I got this little doormat at IKEA. It cost €2.99. After about 6 months of use (indoors) the edges started to do this:
We all started to trip over it.
At €2.99 I admit my first thought was to throw it out and buy another, which is a pretty crappy thought and indicative of the wasteful and overindulgent Generation X attitude that will lead to the ruin and eventual destruction of the earth.
I repaired the mat and saved the earth. I thought I’d show you how in case you want to repair a mat and save the earth too. Plus the mat turns out prettier, so wins all ’round.
The first step is the most painful – cut off and remove the old edging.
Cut yourself four 10cm (5 in) lengths of wire, 18 gauge or fatter*, and bend them to right angles.
Plug in your hot glue gun and get that sucker firing.
Cut yourself four lengths of bias tape to fit the edges of your mat with at least at least 3cm (an inch) overhang on each side for you to fold over.
As you can see above I didn’t leave myself enough overhang but was saved by being able to stretch my bias tape.
I used 20mm (3/4 in) binding as it was what I had on hand (but I would’ve liked it to be a little wider – go for a 25mm (1 in) if you can).
Check that your wire fits the angle of your mat corners and then glue it in place. The wire will enable you to turn down the dog-eared corners, letting your mat live another day.
Then glue down your bias tape, starting on the top side of your mat (the side that faces up). Try to line it up so that it sits just under the holes from the old edging (so you can reuse the holes for sewing).

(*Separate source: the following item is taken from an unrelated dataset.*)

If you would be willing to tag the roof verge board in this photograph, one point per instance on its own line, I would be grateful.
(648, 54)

And wrap your cut ends over the sides of the mat to keep it tidy.
Once you have all the top sides of your binding glued, give it a moment to cool. If you start pulling the tape around to the back before the glue has set your binding will shift and look most unattractive.
Then you can flip the mat over, wrap your binding over the edge (and the wire) and glue it down.

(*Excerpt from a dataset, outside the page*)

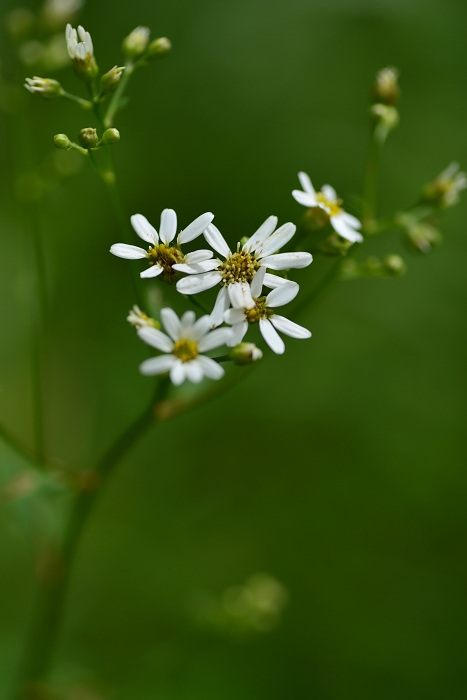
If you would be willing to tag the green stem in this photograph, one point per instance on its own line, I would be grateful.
(53, 586)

Now the fun part – blanket stitching the edge. You’re gonna need a big strong needle of some sort:
Your first stitch should go in from the back and pop out on the edge (I just used a dab of hot glue to secure the thread tail).
Then you can carry on blanket stitching along the straight edge, using the old holes if you like (much easier).
Then you might decide that your mat is looking way too Christmassy for this time of year so you might pull it all out and start again with another colour (I used DMC perle cotton No. 5 but would’ve loved to do this with kitchen twine).
With the corners, I took a stitch at the very point, which worked out nicely.
Continue around the mat to where you started and there you have it. I can’t tell you how strong the urge was to go on embellishing (cross stitching alongside that chevron) but I made myself stop because I really wasn’t sure how well the whole thing was going to hold up. After all, folks were going to be wiping their feet on this puppy.
Here it is complete and after 2 months of use. It’s stood up pretty well. Every time a corner gets out of shape you just fold your wire to fix it up.
Sometimes the stitches get scuffed and this happens:
All you have to do is push them back out to the edge and it looks great again.
If you really wanted to make it super hardy you could make your own bias tape out of canvas and use something more durable (such as sharpie pen-coloured fishing wire) to sew it up.
It’s only a small act, but I felt pretty good about repairing this doormat. By using odds and ends I had lying around the house I kept it out of landfill and saved the resources that would’ve been needed to produce a replacement.
Think of the children: save your doormats!
*Wire is sized such that the smaller the number the larger the wire. So the sizes thicker than 18 gauge are 16, 14, etc, not larger numbers as you might expect. I’ve been caught out on that before.